After cutting the body sections I began assembling the body for my Brian May Red Special replica guitar. To facilitate this I made a body section alignment jig by re-purposing a piece of slightly warped blockboard to form the base and lengths of oak dowel to make support pillars for the control plate.
I cut 1″ diameter oak dowel into several 30 mm high sections using my Makita 2704 table saw, pilot drilled them, drilled a countersink in the top to make the screw head flush, secured the lower body section in place with double sided adhesive tape, screwed the dowel sections in place and laid up the upper section before screwing it in place (no glue for the test body yet). The images in the gallery below illustrate the test body and rough cut Khaya neck inserted into the alignment jig. This was required to open out the neck mortise.

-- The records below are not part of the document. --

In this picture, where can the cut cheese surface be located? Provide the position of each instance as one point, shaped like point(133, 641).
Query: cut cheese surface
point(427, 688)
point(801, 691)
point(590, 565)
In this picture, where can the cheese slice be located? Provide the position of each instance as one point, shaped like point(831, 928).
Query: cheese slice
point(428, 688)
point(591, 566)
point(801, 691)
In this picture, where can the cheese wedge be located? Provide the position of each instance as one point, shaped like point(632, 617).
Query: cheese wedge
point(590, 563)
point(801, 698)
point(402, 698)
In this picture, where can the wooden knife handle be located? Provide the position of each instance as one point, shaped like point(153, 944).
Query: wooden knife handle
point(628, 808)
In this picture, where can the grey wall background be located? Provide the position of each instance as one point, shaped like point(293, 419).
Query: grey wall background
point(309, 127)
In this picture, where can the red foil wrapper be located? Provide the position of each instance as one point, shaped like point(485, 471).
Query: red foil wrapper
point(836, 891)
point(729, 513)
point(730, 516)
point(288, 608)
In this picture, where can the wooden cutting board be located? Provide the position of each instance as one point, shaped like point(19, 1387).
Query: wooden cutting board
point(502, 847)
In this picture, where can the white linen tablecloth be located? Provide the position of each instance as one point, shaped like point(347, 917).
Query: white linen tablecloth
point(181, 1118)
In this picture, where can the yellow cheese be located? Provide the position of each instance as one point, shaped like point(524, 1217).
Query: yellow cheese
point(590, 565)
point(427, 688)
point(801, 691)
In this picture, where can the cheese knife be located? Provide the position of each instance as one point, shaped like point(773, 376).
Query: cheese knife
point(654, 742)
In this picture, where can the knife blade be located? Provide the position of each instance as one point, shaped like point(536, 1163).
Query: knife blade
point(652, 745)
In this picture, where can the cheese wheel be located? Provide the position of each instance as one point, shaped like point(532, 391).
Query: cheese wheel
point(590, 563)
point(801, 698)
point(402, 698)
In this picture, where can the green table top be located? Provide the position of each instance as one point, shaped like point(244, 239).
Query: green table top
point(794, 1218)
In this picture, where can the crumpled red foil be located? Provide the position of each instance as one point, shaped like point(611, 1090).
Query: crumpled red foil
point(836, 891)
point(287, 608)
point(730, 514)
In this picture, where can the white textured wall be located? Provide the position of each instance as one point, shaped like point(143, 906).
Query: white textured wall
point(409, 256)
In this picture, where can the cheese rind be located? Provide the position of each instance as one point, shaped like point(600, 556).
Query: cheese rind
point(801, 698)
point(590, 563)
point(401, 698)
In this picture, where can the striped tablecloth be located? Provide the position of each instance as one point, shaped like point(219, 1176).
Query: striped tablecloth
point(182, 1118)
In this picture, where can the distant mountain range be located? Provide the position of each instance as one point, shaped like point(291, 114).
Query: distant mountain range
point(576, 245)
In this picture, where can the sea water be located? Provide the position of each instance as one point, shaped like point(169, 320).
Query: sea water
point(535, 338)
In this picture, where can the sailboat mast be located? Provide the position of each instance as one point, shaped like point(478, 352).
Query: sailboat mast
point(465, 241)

When the body section alignment jig was ready, I inserted the final body upper section and screwed through the upper section of the test body to mark out the positions of the holes for the body fixing screws. I then fitted the final body upper and lower sections and drilled and countersunk pilot holes for the body fixing screws. Then I painted the exposed cavities with Rustins Blackboard Paint, glued the body sections together and glued in the small oak insert with tremolo bolt retaining bar with wood glue. I filled in the remaining screw head countersink with wood filler and abraded it flush with the wood.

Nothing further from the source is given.